The president works to engage a new audience in the Middle East

In advance of President Barack Obama’s trip to Saudi Arabia and then to Egypt to address Arabs and Muslims at Cairo University, Thomas Friedman spoke to Obama by phone. The interview, detailed in a recent New York Times column, provides a lesson in something we talk about often here at HOW Online: inspirational leadership. Namely, that engaging an audience in a truthful, transparent manner can build trust when leaders live their values.

As Obama told Friedman when discussing his broader diplomatic approach to addressing U.S. foreign policy issues in the Middle East:

If we are engaged in speaking directly to the Arab street, and they are persuaded that we are operating in a straightforward manner, then, at the margins, both they and their leadership are more inclined and able to work with us.

It’s the idea, as Friedman puts it, of going into people’s living rooms and not being “afraid to hold up a mirror to everything they are doing” and engaging them in a way that says, “I know and respect who you are.” That way, “you end up — if nothing else — creating a little more space for U.S. diplomacy. And you never know when that can help,” says Friedman. That “space” can go miles toward creating feelings of tolerance, inclusiveness and trust in any audience as long as it starts from an honest place.

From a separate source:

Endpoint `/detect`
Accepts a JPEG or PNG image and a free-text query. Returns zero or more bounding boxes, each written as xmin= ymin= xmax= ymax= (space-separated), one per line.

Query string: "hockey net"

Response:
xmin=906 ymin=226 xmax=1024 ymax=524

As HOW Online contributor Dov Seidman said in a recent column, extending trust to any group — even one on all sides skeptical and potentially hostile — builds relationships and helps bring people from opposition to receptiveness. That trust can cure sensations of fear, uncertainty and disequilibrium. And people to whom we extend trust to will likely return that trust, even in uncertain times.

But it starts with the leaders themselves. “Leaders have to lead, and, hopefully, they will get supported by their people,” Obama told Friedman.

So will Obama’s mission and speech fall on deaf ears? Not likely, says Friedman:

Do not underestimate what seeds can get planted when American leaders don’t just propagate their values, but visibly live them.